Indus Motors ready to launch the Corolla Cross Hybris Car by the end of this year. The company aims to produce a vehicle that consumes 50% less fuel due to high petrol prices. Indus Motors, a leading vehicle brand in Pakistan and the maker of Toyota-brand vehicles is betting on its upcoming hybrid car, the Corolla Cross. The step has been taken after considering the constant increase in petrol prices. CEO of Indus Motors Company, said, “Hybrid vehicles will do well as they consume 50% lower fuel”. In addition, he also stated that “HEVs are the most sustainable solution to the country’s economic problems. Pakistan is one the worst victims of climate change and needs strategic measures on every front to address these challenges.” “This move towards HEVs is a sustainable solution to Pakistan’s economic challenges, addressing macroeconomic objectives, bolstering employment, increasing exports, and trimming imports.” Jamali expressed his views by stating “Pakistan is acutely affected by climate change, necessitating comprehensive measures across all sectors.”

In a recent press release, CEO Jamali highlighted the aim behind the release is to consume 50% less fuel than its conventional petrol and diesel counterparts. The new advanced hybrid technology will help reduce the import expense with an anticipated annual saving of approximately $37 million from 30,000 hybrid electric vehicle (HEV) units.

The company has already invested $100 million to introduce HEV vehicles in Pakistan. This time, the company is planning to introduce the company’s first locally assembled HEV SUV, the Corolla Cross. The company says the vehicle will touch the roads by late 2023 or early 2024. The company promises to help reduce carbon emissions, a pressing concern in Pakistan. In Pakistan, fossil fuels account for 62% of the energy mix compared to 5% in India. According to the Global Carbon Budget 2022, Pakistan’s annual CO2 emissions were 229.51 million tonnes in 2021, up 9% from 210.38 million tonnes in 2020.

Pakistan is facing a difficult economic situation, and the vehicle demand remains subdued. For the next 12 to 18 months, Jamali predicted that the car industry would sell 6,000 vehicles monthly, with IMC accounting for about 1,500 sales. A devaluation of the Pakistani rupee and more extraordinary auto financing expenses have raised vehicle costs, reducing customer demand. Jamali also said that despite registering a 55% reduction in production, the company still needs to lay off employees. The company has remained committed to its employees and refrained from layoffs. “The country’s automobile sector faces major challenges including weak demand, rapid price escalation, expensive auto financing, higher taxes, and deteriorating macros.”
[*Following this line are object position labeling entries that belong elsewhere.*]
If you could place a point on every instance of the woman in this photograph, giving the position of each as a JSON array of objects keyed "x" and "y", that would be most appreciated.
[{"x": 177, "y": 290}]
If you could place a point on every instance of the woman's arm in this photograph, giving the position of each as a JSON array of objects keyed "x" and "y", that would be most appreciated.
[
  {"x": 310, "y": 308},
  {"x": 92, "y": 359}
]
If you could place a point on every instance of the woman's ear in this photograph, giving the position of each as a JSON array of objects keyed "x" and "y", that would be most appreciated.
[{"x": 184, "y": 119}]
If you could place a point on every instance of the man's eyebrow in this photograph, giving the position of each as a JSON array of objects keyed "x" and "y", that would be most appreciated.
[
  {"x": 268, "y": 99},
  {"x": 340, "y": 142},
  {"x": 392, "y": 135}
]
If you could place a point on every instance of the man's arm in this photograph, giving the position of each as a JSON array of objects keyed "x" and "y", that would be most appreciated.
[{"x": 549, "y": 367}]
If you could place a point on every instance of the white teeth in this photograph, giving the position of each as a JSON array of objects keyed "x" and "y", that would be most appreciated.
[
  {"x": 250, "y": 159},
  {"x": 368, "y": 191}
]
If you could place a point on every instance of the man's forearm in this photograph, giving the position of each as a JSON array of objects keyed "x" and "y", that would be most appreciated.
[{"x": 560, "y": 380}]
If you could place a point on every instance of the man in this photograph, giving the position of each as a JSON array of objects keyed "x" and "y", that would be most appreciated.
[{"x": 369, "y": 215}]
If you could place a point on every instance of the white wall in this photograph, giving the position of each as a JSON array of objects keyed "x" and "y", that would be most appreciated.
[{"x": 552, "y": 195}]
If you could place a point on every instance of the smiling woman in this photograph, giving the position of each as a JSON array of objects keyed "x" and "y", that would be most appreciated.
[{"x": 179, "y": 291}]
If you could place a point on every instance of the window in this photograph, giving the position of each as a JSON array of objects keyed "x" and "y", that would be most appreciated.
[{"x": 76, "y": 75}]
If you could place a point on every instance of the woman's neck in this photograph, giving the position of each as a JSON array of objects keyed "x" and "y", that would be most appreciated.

According to him, the company faced a 58% decline in annual volumetric sales from January to June 2023. According to Jamali, the local auto sector constantly struggles to reach its production goals due to letters of credit issued for a specific period but still negatively affecting sales. Speaking to a channel, he states that “the import of used cars is gaining momentum, severely impacting the already affected local auto industry, as total used car imports are more than the production of some OEMs (Original Equipment Manufacturers).” In addition, he also stated that more than 6,000 used cars were imported in this fiscal year, with more than 1,800 units being imported only in May and June this year. “In the presence of minimum foreign exchange reserves held by the State Bank of Pakistan, the government should refrain from permitting the policy of importing used cars and instead support the local auto industry, which produces cars locally.”